Following a comment period this summer DHS is preparing
a final rule that would require all aliens entering the
United States to be fingerprinted and photographed. The
only exceptions to the proposed rule would be those younger
than 14 or older than 79 and most Canadians entering the
U.S. who do not require a special visa or work permit – shoppers,
those visiting family and friends, or on vacation.

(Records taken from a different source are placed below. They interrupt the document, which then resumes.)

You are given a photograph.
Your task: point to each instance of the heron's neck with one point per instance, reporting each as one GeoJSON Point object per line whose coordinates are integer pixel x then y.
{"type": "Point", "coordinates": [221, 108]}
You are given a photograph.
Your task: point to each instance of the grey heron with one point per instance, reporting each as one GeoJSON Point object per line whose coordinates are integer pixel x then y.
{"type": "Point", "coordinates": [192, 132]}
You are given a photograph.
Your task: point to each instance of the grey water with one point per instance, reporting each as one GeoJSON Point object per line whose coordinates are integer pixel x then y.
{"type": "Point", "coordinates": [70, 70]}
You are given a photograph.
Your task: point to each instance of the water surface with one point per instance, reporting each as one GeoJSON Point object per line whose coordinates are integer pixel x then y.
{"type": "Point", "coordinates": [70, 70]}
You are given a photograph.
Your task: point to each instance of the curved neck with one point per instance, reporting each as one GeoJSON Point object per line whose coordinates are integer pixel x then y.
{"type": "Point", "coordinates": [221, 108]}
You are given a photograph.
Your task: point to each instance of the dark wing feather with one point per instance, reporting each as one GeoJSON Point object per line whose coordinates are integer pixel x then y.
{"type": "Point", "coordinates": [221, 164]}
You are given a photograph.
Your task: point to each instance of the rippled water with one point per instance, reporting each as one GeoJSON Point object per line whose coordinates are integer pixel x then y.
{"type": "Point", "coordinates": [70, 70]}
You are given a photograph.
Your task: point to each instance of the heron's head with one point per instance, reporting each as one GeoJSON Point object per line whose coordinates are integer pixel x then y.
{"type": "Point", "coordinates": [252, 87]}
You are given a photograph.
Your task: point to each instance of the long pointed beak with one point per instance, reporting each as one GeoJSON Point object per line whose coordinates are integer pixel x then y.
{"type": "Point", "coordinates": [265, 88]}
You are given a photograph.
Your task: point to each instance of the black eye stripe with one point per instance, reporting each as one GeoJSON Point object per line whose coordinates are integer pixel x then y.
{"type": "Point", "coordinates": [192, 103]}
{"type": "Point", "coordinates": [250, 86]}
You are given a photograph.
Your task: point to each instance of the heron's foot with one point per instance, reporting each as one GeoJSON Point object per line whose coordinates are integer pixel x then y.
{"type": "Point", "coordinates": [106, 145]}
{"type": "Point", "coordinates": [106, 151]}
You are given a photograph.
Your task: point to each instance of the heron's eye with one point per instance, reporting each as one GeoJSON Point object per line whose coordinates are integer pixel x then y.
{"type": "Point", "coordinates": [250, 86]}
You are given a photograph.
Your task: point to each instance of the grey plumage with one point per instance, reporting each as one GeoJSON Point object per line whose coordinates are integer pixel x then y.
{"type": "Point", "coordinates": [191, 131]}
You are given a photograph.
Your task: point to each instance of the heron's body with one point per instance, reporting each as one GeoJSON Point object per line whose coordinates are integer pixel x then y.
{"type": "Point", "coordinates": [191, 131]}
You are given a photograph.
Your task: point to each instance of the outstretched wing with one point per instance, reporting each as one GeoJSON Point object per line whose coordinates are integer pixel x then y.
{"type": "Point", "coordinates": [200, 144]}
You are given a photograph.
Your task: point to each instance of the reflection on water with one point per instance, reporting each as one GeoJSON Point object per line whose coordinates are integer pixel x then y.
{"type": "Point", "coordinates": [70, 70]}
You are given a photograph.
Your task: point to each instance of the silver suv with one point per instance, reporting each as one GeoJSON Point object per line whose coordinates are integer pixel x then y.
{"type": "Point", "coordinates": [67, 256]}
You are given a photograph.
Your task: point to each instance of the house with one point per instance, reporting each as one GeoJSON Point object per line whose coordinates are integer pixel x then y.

Comments received by DHS expressed concern over longer
waits as more people lined up for fingerprints, and over
privacy, since records collected by US-VISIT are maintained
for 100 years. A lawful permanent resident who becomes
a citizen, for example, would stay in the system. “The
records are maintained but not accessed,” DHS representative
Anna Hinken said.
Today the US-VISIT program, in place since 2004, only collects
that information at from non-immigrant visitors and business
travelers, and Canadians workers are exempted. At the Pacific
Highway port of entry, for example, visitors subject to
US-VISIT are sent to secondary inspection, a digital photograph
is taken and two digital fingerprints are collected and
checked against databases of suspected terrorists, known
criminals and those who have previously broken immigration
laws.
At local ports of entry the proposed expansion of the program
would most affect Canadian citizens entering the United
States to work and legal permanent residents of the United
States. Hinken said that most Canadian workers would need
to register with US-VISIT when they renew their work visas.
The process for green-card holders would be similar. Once
the rule takes effect they would be required, the next
time they enter the country or renew their card, to enroll
with US-VISIT. The difference would be that, at the discretion
of the Customs and Border Protection (CBP) officer, a green-card
holder might need to re-enroll periodically at land borders,
and every time they enter the U.S. at airports.
Legal permanent residents need to renew their travel documents
every ten years, or less frequently in many cases, so without
a technological way to tie the individual to the document,
Hinken said the in-person check was necessary to match
the US-VISIT record to the individual crossing the border.
Using a person’s fingerprint to activate a radio-frequency
signal on a wallet-sized card will also be the solution
to implementing the congressional mandate for US-VISIT
to also collect exit information from visitors to the U.S.
pilot program at Blaine’s Peace Arch tracked radio-tags
as they left the country but was unable to match the departing
tag with the person the card was issued to.
“We only knew the tag was leaving,” Hinken
said.
That pilot program has been discontinued and results
evaluated for use with other programs, she added.